Quid de la crise politique actuelle au Nigéria initialement suscitée par la colère contre les violences policières du Sars « Special Anti-Robbery Squad » et qui s’est muée en véritables manifestations contre la mal gouvernance et contre les fractures et les inégalités sociales. Toutes les manifestations sont réprimées avec une violence inouïe.
Afrikajom Center est convaincu que la crise de la démocratie, du suffrage universel, de la gouvernance et de la sécurité est régionale et c’est par une réponse régionale au sein de la CEDEAO qu’une réponse régionale appropriée et durable pourra être trouvée.
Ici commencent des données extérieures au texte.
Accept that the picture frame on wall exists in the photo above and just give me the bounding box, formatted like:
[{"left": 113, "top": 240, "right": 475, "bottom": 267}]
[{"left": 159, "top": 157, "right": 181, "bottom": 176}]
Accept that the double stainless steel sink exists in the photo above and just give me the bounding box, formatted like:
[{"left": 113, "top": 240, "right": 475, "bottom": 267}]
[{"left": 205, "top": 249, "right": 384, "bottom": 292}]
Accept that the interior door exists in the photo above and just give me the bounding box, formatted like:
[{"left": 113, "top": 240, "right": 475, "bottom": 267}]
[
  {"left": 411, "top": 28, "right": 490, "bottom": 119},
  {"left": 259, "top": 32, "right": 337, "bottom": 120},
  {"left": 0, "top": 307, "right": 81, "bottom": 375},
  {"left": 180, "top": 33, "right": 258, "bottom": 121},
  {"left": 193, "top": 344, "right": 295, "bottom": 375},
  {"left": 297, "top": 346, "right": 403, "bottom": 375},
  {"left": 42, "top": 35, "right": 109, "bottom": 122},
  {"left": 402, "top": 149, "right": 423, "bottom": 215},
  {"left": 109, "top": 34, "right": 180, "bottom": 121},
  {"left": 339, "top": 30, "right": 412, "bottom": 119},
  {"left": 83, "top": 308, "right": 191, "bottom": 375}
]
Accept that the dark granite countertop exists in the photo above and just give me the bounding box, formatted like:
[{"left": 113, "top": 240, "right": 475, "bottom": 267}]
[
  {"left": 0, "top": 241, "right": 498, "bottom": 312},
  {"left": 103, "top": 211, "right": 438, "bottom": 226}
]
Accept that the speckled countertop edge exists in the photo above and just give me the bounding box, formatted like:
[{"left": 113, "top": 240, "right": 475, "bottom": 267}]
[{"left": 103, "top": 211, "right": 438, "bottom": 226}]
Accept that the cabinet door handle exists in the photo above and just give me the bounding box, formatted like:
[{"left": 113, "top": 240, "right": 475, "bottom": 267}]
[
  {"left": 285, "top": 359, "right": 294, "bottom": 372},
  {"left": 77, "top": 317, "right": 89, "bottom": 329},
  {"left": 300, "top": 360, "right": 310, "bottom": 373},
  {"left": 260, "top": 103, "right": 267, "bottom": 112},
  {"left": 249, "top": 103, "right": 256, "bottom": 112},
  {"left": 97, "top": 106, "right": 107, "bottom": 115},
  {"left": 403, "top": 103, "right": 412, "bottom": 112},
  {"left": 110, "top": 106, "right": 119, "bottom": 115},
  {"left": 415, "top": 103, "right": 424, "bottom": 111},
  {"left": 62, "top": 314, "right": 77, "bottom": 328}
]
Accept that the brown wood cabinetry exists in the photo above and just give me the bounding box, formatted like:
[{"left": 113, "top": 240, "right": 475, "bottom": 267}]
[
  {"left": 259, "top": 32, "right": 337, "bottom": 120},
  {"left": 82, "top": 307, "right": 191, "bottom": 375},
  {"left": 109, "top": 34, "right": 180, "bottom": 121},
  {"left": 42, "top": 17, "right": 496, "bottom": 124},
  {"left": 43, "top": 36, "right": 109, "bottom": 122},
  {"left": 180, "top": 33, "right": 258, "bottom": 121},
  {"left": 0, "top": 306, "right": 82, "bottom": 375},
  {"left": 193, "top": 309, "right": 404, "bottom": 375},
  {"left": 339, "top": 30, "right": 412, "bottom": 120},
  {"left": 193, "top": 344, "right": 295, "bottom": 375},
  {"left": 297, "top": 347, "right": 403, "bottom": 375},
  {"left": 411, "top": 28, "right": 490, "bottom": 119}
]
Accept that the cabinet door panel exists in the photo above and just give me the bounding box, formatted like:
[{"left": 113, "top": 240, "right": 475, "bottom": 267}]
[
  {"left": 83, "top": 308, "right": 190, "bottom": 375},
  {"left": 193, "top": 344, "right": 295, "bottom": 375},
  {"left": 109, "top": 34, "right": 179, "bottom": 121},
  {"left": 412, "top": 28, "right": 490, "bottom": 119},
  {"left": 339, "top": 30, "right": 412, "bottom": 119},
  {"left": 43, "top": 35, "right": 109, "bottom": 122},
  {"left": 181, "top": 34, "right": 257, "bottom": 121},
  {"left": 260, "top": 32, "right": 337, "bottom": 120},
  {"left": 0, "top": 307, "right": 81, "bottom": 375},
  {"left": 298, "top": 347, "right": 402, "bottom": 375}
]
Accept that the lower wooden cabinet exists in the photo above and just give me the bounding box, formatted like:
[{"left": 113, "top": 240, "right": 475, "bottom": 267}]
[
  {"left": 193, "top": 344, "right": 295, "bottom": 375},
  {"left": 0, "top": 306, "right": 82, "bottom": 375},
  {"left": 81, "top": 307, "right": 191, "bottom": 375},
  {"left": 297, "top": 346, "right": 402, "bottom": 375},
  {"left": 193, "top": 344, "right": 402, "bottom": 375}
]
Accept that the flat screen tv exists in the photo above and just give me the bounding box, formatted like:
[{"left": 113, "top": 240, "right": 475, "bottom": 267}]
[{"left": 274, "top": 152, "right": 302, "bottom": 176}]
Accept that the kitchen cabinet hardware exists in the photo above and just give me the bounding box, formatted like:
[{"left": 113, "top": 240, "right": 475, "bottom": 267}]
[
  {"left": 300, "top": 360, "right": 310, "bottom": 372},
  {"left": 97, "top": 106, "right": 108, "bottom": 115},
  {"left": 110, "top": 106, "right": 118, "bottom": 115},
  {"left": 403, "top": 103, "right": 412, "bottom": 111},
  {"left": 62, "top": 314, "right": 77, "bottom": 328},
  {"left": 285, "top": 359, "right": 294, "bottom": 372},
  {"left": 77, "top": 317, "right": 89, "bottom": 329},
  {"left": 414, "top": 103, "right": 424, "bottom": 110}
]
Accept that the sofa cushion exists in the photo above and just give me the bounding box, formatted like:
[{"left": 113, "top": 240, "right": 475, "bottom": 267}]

Cela appelle de la part de toute l’opinion africaine à une mobilisation exceptionnelle », ajoute le texte.
Ainsi, Afrikajom Center recommande :
Un Sommet extraordinaire de la CEDEAO consacré à la crise régionale de la démocratie, des élections, des droits humains et de la gouvernance pour en diagnostiquer les causes profondes et proposer des remèdes appropriés aux pathologies et dysfonctionnements de la démocratie et des élections qui sont une menace pour la stabilité régionale ;
Une réforme profonde de la Commission de la CEDEAO qui semble avoir atteint ses limites dans la prévention, la gestion et la résolution des crises particulièrement les crises de la démocratie et des élections ;
Repenser l’observation des élections qui tourne à vide et incapable de jouer quel que rôle que ce soit dans le cadre de crises graves des élections et des droits humains comme celles de la Côte d’Ivoire et de la République de Guinée ;
Renforcer l’indépendance structurelle, juridique et financière des organes de régulation et d’arbitrage nationaux, régionaux et internationaux qui font l’objet de contestations et de discrédits de la part de certains acteurs politiques et de la société civile pour leur manque d’impartialité et leurs dysfonctionnements ;
La création d’une commission d’enquête internationale sur les violations graves des droits de l’homme en Côte d’Ivoire et en République de Guinée ; l’impunité de certains auteurs de violations graves de droits de l’homme en Guinée (événements du 28 septembre 2009) et en Côte d’Ivoire (événements post-électoraux de 2010) expliquent la récidive de ces mêmes violations en ce moment dans ces pays ;
La mobilisation de l’opinion africaine et internationale pour mettre une forte pression sur la CEDEAO et les leaders politiques africains, toutes obédiences confondues pour le respect du droit à la vie, à l’intégrité physique, à la jouissance des libertés publiques et surtout et fondamentalement à la paix et au bien-être des africains.